La consejera de Desarrollo Sostenible, Mercedes Gómez, ha informado tras el Consejo de Gobierno de la autorización para interponer un recurso contencioso-administrativo por la inactividad del Ministerio en la aplicación de las medidas previstas en el Plan Hidrológico del Tajo 2022-2027. Desde la Junta consideran que el incumplimiento del Real Decreto 35/2023 está impidiendo garantizar los caudales ecológicos del río Tajo, con consecuencias directas sobre el ecosistema del tramo medio del río.
Según ha explicado Gómez, la ausencia de actualización de las reglas de explotación del trasvase Tajo-Segura mantiene un modelo que “favorece un desequilibrio ambiental estructural”, con efectos visibles como la pérdida de bosques de ribera, la alteración de la dinámica fluvial y el deterioro de hábitats prioritarios protegidos por la normativa europea. La consejera ha insistido en que aplicar al menos los caudales fijados por la sentencia del Tribunal Supremo de 2025 resulta “imprescindible para detener este deterioro ambiental”.

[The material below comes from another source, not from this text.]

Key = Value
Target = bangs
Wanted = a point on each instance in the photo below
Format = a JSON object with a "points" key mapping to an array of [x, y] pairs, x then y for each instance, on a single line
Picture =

Desde el Ejecutivo autonómico también se subraya que, pese a las críticas recibidas, se han intentado vías de diálogo. Gómez ha señalado que el presidente regional lleva más de seis meses esperando una reunión con la ministra Sara Aagesen, mientras que ella misma asegura haber solicitado un encuentro durante más de un año sin respuesta.
Los datos aportados por la Consejería indican que el incumplimiento de los caudales ecológicos mínimos ha afectado a varias masas de agua del tramo medio del río Tajo. Entre octubre y diciembre de 2025 se registraron caudales de 6,39 m³/s y 5,68 m³/s en puntos como Aranjuez, por debajo del mínimo establecido de 7,9 m³/s, lo que evidencia, según la Junta, un modelo de gestión “no sostenible”.

El Gobierno regional sostiene que esta situación está afectando a espacios de la Red Natura 2000 situados entre los embalses de Bolarque y Azután, donde se ha detectado un deterioro significativo de ecosistemas asociados al Tajo. Entre las zonas señaladas se encuentran Sierra de Altomira, Yesares del Valle del Tajo, Carrizales y Sotos del Jarama y Tajo, así como las Barrancas de Talavera. Todos ellos dependen directamente del caudal y la calidad del agua del río.
Además, la Consejería de Desarrollo Sostenible advierte de que la falta de caudal está transformando el ecosistema fluvial, con invasión de carrizales, desaparición de saucedas y retroceso del bosque de ribera, lo que compromete la biodiversidad y el equilibrio ecológico del Tajo.
En términos hídricos, la Junta calcula que la aplicación de las nuevas reglas de explotación permitiría reducir las derivaciones en torno a un 40 por ciento en 2027. Esto supondría un ahorro de 127 hectómetros cúbicos destinados a reforzar las reservas y mejorar el estado de las masas de agua vinculadas a la Red Natura 2000.
El Ejecutivo autonómico recuerda además que, en los 47 años de funcionamiento del trasvase Tajo-Segura, se han transferido más de 15.148 hectómetros cúbicos, una cifra que consideran determinante para entender el impacto acumulado sobre el río Tajo y su entorno natural.
Con esta decisión, el Gobierno de Castilla-La Mancha abre una nueva fase judicial con el objetivo de exigir el cumplimiento de los caudales ecológicos y garantizar la protección ambiental del Tajo, un asunto que vuelve a situarse en el centro del debate sobre la gestión del agua en España.